What happened in 2016: Despite initial worries about former Japanese pitching star Kenta Maeda‘s health, the 28-year old MLB rookie was the most reliable Dodgers’ starting pitcher last season.
Maeda’s transition from Japan’s Nippon Professional Baseball, where he played for the Hiroshima Toyo Carp for eight seasons, to the MLB was successfully seamless. He was the only Dodgers starter to remain healthy the entire season. His incentive-laden eight-year, $25 million contract, an extremely team-friendly deal, has been a win-win for the Dodgers and Maeda so far. He led the team in starts (32), innings (175 2/3) and strikeouts (179) in a year where the team sustained a historic number of injuries including one to their ace Clayton Kershaw.
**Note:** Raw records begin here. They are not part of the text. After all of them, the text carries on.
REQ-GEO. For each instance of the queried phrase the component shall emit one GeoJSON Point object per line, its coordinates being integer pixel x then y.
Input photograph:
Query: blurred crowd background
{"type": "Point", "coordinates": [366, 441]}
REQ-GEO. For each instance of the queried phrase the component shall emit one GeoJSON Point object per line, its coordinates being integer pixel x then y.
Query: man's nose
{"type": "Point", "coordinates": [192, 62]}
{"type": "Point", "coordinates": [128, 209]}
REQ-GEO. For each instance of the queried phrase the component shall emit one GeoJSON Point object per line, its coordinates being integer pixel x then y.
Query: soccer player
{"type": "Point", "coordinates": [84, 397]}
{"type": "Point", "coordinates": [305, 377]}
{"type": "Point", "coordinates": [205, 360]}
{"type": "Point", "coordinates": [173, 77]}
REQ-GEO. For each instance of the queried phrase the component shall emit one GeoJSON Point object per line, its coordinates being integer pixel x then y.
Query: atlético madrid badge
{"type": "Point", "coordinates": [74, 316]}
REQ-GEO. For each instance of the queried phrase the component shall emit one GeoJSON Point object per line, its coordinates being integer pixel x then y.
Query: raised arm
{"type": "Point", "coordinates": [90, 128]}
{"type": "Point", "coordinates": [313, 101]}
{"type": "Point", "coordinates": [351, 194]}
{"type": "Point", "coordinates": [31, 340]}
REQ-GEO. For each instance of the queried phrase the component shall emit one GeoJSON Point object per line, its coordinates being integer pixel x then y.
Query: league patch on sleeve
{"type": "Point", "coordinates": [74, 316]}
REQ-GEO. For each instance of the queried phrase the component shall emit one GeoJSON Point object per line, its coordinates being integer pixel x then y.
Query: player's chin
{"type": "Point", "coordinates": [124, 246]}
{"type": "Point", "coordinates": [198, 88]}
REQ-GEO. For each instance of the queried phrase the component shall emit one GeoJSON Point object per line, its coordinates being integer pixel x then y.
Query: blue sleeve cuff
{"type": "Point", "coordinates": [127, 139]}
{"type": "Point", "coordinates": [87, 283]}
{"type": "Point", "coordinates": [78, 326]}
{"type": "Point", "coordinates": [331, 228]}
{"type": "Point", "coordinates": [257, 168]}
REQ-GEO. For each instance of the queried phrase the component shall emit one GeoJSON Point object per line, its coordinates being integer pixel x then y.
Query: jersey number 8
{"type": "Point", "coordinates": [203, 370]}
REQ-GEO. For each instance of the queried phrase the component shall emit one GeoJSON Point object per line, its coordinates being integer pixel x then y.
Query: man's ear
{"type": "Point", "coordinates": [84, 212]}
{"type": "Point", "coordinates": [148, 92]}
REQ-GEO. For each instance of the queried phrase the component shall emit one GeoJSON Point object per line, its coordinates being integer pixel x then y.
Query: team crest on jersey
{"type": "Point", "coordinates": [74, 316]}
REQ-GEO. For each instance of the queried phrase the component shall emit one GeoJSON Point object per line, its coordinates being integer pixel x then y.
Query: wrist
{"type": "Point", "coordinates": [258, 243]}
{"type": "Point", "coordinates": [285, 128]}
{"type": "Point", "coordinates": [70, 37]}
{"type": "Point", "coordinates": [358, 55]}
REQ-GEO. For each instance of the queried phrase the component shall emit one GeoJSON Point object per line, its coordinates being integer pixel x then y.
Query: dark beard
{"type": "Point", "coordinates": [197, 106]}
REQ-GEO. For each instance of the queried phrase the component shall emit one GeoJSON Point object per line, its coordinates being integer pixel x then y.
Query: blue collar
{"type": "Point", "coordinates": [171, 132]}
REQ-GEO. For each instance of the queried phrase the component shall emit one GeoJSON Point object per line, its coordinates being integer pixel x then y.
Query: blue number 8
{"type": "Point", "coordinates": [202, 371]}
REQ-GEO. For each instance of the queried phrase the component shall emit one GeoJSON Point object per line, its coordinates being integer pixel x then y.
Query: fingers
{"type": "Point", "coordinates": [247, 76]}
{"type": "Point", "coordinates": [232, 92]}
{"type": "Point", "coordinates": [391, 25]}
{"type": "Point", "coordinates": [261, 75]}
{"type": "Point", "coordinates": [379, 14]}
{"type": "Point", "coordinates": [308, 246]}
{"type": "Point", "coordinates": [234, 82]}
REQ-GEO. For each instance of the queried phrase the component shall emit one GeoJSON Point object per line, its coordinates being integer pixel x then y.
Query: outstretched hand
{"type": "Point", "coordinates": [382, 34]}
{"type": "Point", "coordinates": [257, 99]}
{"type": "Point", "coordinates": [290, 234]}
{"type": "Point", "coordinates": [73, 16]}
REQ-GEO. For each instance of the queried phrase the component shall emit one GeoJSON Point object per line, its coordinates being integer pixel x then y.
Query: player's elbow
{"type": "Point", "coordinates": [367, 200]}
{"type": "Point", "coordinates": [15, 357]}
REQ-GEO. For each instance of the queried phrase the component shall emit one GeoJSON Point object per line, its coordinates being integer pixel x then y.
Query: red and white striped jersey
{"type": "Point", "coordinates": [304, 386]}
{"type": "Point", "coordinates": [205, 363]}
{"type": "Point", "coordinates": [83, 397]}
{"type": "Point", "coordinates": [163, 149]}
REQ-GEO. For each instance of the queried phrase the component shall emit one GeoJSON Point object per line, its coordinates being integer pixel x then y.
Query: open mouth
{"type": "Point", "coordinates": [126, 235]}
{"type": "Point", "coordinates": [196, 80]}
Maeda’s personality and competitiveness fit in perfectly with the Dodgers, a franchise that has a long history with integration of international talent, a legacy that began with pitcher Hideo Nomo in 1995.
In his first six starts with the Dodgers, Maeda went 3-1 with a 1.66 ERA. Although Dave Roberts provided Maeda with an extra day of rest whenever possible, fatigue eventually set in down the stretch. Opposing batters hit .246 against him in the second half of the season, 30 points higher than the first half (.216). With his first full MLB season under his belt, Maeda struggled in the postseason and allowed 8 runs on 12 hits in his lone start in the NLDS and two starts in the NLCS combined.
Maeda earned nearly $9 million in bonus incentives in 2016, and he finished third in the voting for the National League Rookie of the Year Award behind his teammate Corey Seager and Trea Turner.
There were many Maeda highlights in 2016, but a few stand out in particular.
Maeda struck out a season-best 13, the final batter being former Dodger Matt Kemp, in seven innings in the win over San Diego on July 10.
Maeda’s excellent defense was also a pleasure to watch.
Maeda homered to left field off Andrew Cashner in his Major League debut on April 6 in San Diego, the only home run by a Dodgers pitcher in 2016.
Maeda’s social media presence is A+ as well.
His off-season workouts included torment of his translator Will Ireton, drawing animals on Japanese television shows and eating copious amounts of ramen in order to add muscle and build stamina.
2017 status: Signed through 2023, Maeda is slated to be a mainstay in the Dodgers’ starting rotation for years to come. We have 8 YEARS of this?!